I worked across product surfaces and platform plumbing. The fastest way to explain my contribution is by ownership zones:

  • Portfolio replication logic: copy-portfolio execution paths and proportional allocation behavior.
  • Discover and ranking surfaces: trending investors, trending assets, and curated stock-group experiences.
  • Social subsystem rebuild: profiles, posts, comments, likes, and followers/following graph behavior.
  • Growth mechanics: referral flow with deep-link routing to major messaging channels.
  • Developer operations and velocity: TypeScript migration from legacy JavaScript, screen-level architecture cleanup, and release workflow improvements (including OTA update practices).

Team and Delivery Context

The core team was small: two full-time developers, one project manager, and one UI/UX designer. With a lean team and broad scope, speed depended on disciplined separation of concerns, rapid handoff loops between design and engineering, and aggressive prioritization of features tied directly to user behavior.

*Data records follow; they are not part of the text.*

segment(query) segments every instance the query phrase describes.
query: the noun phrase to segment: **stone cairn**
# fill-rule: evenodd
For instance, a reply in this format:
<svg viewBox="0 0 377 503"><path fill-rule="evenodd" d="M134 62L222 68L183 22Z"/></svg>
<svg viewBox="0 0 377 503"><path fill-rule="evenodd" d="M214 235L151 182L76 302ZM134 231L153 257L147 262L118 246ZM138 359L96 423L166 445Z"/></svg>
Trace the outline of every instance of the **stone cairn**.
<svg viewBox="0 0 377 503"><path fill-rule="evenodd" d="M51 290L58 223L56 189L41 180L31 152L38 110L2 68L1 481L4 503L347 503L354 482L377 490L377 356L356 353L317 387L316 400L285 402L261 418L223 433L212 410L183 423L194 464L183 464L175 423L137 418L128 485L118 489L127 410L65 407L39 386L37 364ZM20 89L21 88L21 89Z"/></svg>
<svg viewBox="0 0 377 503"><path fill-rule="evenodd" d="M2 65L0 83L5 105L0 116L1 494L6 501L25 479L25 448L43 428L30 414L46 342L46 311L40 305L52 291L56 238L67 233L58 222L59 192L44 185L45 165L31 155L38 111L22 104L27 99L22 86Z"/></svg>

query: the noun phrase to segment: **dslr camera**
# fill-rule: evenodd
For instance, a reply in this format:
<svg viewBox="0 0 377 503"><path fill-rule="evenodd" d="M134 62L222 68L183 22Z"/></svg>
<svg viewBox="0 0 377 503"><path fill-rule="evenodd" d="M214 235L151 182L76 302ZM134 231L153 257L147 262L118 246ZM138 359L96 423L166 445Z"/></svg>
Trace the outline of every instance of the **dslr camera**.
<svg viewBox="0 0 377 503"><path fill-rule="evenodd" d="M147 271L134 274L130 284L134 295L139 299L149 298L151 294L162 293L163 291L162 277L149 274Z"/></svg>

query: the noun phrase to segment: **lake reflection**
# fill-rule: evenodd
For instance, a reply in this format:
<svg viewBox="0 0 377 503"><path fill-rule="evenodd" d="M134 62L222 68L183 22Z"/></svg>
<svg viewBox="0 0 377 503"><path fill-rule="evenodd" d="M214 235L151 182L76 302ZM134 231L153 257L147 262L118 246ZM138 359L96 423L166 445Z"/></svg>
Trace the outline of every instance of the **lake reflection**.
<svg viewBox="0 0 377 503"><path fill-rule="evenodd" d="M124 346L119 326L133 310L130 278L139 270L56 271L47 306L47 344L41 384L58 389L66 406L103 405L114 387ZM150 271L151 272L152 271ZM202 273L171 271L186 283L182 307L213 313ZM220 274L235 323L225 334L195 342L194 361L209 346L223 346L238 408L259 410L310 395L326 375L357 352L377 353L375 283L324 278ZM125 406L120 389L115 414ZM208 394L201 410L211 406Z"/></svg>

Architecture Signals from Public Evidence

Public artifacts indicate a mobile architecture centered on React Native clients with brokerage, AI, and onboarding partners layered into the stack:

  • Mobile frontend: React Native for iOS and Android.
  • Trading backbone: ViewTrade announced as brokerage/technology partner (July 6, 2023).
  • Conversational onboarding: Bitext Copilot case study references GPT-backed onboarding flows (February 22, 2024).
  • Finance integrations: bank-account linking plus multi-asset portfolio surfaces in production releases.
  • Admin visibility: internal web dashboard work to track function performance and operational health.
Architecture Evidence
ViewTrade Announcement
Bitext Case Study

Maturity and Market Signals

Timeline Compression (2018 to 2026)

Distribution and Monetization Signals

Regulatory Caveat (Material)

As of April 17, 2026, the most material diligence item is regulatory status. A Federal Register notice states SEC intent to cancel registrations of certain advisers and includes Finequities LLC. The listed hearing-request deadline was May 11, 2026. This is a notice of intent, not by itself a final fraud finding, but it is significant and should be checked directly against current IAPD/SEC records before relying on older marketing claims about active registration.

Regulatory Source
Federal Register Notice

Bottom Line

Finequities was a serious full-stack fintech build with credible product depth: multi-asset trading flows, social investing mechanics, recommendation systems, and partner-backed brokerage infrastructure. The strongest public execution window appears in 2021 to 2024, with visible iOS continuity into 2025. The open regulatory question in 2026 is the key gating factor for any present-tense operating claims.